Inner functions and closures
Inner functions (functions defined within other functions) are created each time the outer function is invoked, and variables of the outer functions for that invocation continue to exist as long as the inner functions still exist, even after that invocation is finished (e.g. if the inner function was returned, it still has access to the outer function's variables) - this is the mechanism behind closures within JavaScript.

About JavaScript

prototypes

JavaScript uses prototypes instead of classes for defining object properties, including methods, and inheritance. It is possible to simulate many class-based features with prototypes in JavaScript.

functions as object constructors

Functions double as object constructors along with their typical role. Prefixing a function call with new creates a new object and calls that function with its local this keyword bound to that object for that invocation. The function's prototype property determines the new object's prototype. functions as methods

Unlike many object-oriented languages, there is no distinction between a function definition and a method definition. Rather, the distinction occurs during function calling; a function can be called as a method. When a function is invoked as a method of an object, the function's local this keyword is bound to that object for that invocation.

Miscellaneous

Run-Time Environment
JavaScript typically relies on a run-time environment (e.g. in a web browser) to provide objects and methods by which scripts can interact with "the outside world". (This is not a language feature per se, but it is common in most JavaScript implementations.)

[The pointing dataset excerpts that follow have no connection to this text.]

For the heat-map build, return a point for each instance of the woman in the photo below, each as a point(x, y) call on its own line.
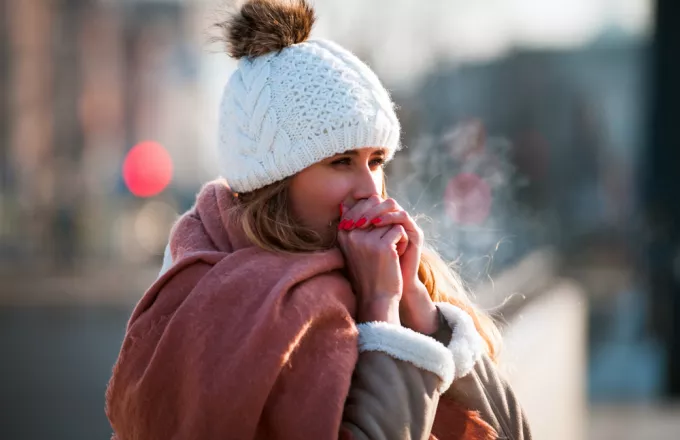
point(301, 303)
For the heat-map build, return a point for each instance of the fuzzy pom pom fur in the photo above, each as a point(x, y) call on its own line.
point(264, 26)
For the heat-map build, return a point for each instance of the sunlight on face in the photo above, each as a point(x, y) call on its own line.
point(317, 191)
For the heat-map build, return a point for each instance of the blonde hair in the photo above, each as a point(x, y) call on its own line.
point(266, 219)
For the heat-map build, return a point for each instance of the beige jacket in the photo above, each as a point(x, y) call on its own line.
point(393, 399)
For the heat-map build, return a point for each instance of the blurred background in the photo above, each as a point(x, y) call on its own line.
point(541, 147)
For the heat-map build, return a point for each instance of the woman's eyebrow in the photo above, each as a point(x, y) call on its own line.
point(380, 151)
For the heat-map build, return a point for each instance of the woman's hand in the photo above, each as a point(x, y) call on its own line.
point(373, 265)
point(417, 311)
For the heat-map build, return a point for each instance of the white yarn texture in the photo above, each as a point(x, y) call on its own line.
point(285, 111)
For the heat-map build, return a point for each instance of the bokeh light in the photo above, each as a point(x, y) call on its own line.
point(147, 169)
point(468, 199)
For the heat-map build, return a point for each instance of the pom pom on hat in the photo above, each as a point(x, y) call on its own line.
point(265, 26)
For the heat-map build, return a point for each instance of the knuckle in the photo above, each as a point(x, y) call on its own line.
point(373, 200)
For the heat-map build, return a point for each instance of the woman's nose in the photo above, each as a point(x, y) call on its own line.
point(367, 184)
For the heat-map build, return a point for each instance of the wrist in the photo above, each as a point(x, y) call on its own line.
point(380, 309)
point(418, 311)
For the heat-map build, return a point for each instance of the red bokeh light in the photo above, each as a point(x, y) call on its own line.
point(468, 199)
point(147, 169)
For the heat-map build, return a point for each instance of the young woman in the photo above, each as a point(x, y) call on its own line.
point(300, 302)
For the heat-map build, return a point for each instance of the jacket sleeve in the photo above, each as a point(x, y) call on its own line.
point(399, 377)
point(485, 391)
point(396, 384)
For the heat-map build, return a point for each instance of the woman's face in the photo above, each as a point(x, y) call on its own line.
point(317, 191)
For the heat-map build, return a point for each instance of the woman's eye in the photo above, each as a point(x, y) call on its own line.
point(343, 161)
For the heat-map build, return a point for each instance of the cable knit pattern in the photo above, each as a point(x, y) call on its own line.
point(285, 111)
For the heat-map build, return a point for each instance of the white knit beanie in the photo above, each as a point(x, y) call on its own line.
point(291, 102)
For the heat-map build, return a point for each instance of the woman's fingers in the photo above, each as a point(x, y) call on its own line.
point(351, 216)
point(394, 235)
point(364, 213)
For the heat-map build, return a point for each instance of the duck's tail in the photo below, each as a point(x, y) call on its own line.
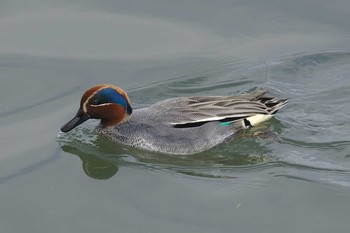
point(272, 103)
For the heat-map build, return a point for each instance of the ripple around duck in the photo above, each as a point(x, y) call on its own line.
point(311, 133)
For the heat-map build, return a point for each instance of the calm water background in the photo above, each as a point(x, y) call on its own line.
point(297, 180)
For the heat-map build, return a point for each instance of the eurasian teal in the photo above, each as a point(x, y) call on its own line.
point(183, 125)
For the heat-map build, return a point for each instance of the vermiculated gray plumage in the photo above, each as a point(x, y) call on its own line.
point(187, 125)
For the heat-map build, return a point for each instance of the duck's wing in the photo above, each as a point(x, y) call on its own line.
point(194, 111)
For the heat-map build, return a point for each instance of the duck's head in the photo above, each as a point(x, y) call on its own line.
point(106, 102)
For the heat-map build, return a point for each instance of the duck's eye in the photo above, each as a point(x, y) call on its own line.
point(95, 102)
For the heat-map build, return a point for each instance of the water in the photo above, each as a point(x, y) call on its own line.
point(292, 176)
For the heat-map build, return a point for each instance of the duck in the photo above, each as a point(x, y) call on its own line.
point(180, 125)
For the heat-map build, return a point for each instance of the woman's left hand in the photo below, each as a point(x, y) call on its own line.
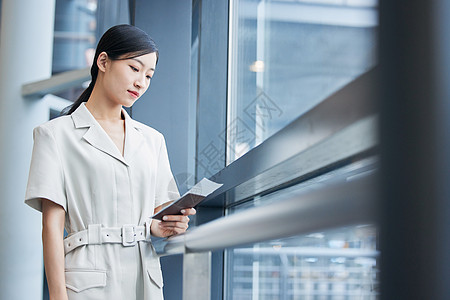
point(172, 224)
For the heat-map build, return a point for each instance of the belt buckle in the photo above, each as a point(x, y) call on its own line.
point(128, 235)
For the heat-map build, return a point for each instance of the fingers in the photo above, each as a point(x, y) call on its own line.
point(177, 224)
point(188, 211)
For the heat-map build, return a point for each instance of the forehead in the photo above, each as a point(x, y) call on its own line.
point(147, 61)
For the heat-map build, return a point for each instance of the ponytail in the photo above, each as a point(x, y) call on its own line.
point(84, 97)
point(119, 42)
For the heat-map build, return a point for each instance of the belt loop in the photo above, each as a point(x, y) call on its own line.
point(148, 225)
point(94, 234)
point(128, 235)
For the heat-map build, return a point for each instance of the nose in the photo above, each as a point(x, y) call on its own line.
point(140, 82)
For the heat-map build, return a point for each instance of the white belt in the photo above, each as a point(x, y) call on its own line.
point(127, 235)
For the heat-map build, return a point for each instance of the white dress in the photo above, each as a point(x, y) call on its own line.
point(106, 196)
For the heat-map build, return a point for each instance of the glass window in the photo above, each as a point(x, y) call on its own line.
point(339, 263)
point(286, 56)
point(334, 264)
point(79, 24)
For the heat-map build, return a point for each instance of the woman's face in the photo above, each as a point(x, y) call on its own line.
point(126, 80)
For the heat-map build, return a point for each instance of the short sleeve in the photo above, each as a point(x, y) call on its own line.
point(46, 177)
point(166, 187)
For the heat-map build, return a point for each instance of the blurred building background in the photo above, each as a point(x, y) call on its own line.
point(325, 120)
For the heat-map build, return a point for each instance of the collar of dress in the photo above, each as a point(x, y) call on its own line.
point(97, 137)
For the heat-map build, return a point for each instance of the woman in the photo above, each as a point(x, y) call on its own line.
point(101, 176)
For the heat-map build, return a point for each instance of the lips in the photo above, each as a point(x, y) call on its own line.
point(133, 94)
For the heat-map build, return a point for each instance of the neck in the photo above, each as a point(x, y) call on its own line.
point(101, 108)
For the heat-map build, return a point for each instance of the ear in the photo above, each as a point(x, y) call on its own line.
point(102, 61)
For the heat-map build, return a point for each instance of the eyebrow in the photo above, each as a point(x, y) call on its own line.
point(142, 64)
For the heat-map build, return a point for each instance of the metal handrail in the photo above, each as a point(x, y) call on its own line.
point(298, 212)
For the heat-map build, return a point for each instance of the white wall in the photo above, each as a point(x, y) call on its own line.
point(26, 40)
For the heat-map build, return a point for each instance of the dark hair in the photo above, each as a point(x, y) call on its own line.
point(119, 42)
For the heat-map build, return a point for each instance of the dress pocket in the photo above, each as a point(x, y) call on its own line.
point(80, 280)
point(155, 276)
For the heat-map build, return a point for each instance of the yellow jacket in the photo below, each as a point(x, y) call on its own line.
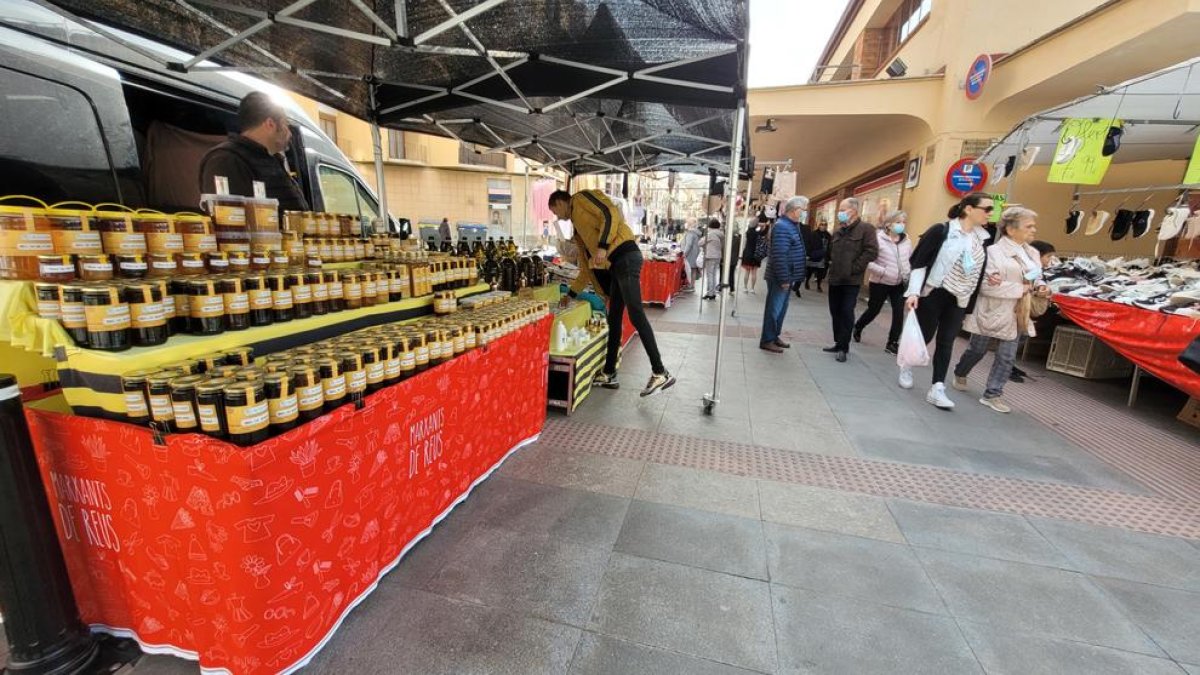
point(598, 225)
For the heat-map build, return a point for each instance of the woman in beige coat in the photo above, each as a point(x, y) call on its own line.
point(1002, 310)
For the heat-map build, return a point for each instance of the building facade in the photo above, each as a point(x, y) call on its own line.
point(887, 111)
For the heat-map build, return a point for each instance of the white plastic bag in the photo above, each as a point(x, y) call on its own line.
point(912, 351)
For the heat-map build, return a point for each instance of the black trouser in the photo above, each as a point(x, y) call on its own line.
point(841, 308)
point(893, 294)
point(625, 293)
point(940, 312)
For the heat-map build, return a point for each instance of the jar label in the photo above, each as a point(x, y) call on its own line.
point(310, 398)
point(237, 303)
point(184, 416)
point(283, 410)
point(209, 419)
point(207, 306)
point(107, 317)
point(161, 408)
point(136, 404)
point(261, 299)
point(147, 315)
point(247, 419)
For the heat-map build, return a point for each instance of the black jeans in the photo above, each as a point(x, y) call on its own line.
point(841, 308)
point(625, 293)
point(894, 296)
point(940, 312)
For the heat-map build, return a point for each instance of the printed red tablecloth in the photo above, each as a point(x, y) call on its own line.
point(249, 559)
point(661, 280)
point(1151, 340)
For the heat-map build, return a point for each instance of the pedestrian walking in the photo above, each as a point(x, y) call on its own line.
point(948, 267)
point(713, 243)
point(785, 266)
point(853, 246)
point(888, 278)
point(1003, 308)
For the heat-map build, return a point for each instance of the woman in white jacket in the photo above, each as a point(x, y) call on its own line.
point(888, 278)
point(1002, 311)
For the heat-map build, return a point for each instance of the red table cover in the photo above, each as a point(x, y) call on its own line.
point(249, 559)
point(1151, 340)
point(661, 280)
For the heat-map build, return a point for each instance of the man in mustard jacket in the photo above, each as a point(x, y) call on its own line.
point(612, 263)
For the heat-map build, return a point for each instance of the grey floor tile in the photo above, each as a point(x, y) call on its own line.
point(1050, 602)
point(881, 572)
point(433, 635)
point(832, 511)
point(705, 490)
point(1023, 653)
point(601, 655)
point(535, 574)
point(1170, 616)
point(706, 614)
point(582, 471)
point(975, 532)
point(696, 538)
point(821, 633)
point(1109, 551)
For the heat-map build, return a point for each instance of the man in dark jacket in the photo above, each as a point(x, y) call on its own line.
point(255, 154)
point(785, 266)
point(853, 246)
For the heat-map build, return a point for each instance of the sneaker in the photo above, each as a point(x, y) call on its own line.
point(609, 381)
point(996, 404)
point(658, 382)
point(937, 396)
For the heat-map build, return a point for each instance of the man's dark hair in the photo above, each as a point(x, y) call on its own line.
point(256, 108)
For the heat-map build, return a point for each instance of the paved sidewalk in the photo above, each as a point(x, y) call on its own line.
point(822, 520)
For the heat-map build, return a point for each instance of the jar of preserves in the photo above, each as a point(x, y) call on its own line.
point(333, 382)
point(210, 406)
point(282, 402)
point(261, 302)
point(247, 416)
point(281, 297)
point(133, 392)
point(183, 401)
point(237, 303)
point(108, 318)
point(205, 308)
point(73, 317)
point(148, 321)
point(160, 232)
point(117, 231)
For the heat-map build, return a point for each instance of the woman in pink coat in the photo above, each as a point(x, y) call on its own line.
point(888, 276)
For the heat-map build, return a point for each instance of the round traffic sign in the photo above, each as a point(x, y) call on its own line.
point(978, 75)
point(965, 177)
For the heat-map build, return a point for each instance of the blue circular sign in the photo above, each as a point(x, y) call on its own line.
point(978, 75)
point(966, 177)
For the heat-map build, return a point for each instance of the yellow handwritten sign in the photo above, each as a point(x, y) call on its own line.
point(1079, 157)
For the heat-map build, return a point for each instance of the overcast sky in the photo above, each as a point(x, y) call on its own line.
point(787, 36)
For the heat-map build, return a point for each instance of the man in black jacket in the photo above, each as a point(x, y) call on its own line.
point(853, 246)
point(255, 154)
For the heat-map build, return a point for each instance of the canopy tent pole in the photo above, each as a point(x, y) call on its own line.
point(730, 208)
point(381, 180)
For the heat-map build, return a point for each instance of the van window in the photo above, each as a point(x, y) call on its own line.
point(51, 142)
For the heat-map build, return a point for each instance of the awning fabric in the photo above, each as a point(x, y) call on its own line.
point(589, 85)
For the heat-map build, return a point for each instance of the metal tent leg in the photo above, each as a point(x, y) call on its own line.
point(712, 399)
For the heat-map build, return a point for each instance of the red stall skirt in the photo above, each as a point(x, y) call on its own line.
point(249, 559)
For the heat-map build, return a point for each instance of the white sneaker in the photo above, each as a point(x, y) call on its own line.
point(937, 396)
point(996, 404)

Variadic Functions An indefinite number of parameters can be passed to a function. The function can both access them through formal parameters and the local arguments object.

Array and Object Literals
Like many scripting languages, arrays and objects (associative arrays in other languages) can each be created with a succinct shortcut syntax.

In fact, these literals form the basis of the JSON data format.

Regular Expressions

JavaScript also supports regular expressions in a manner similar to Perl, which provide a concise and powerful syntax for text manipulation that is more sophisticated than the built-in string functions.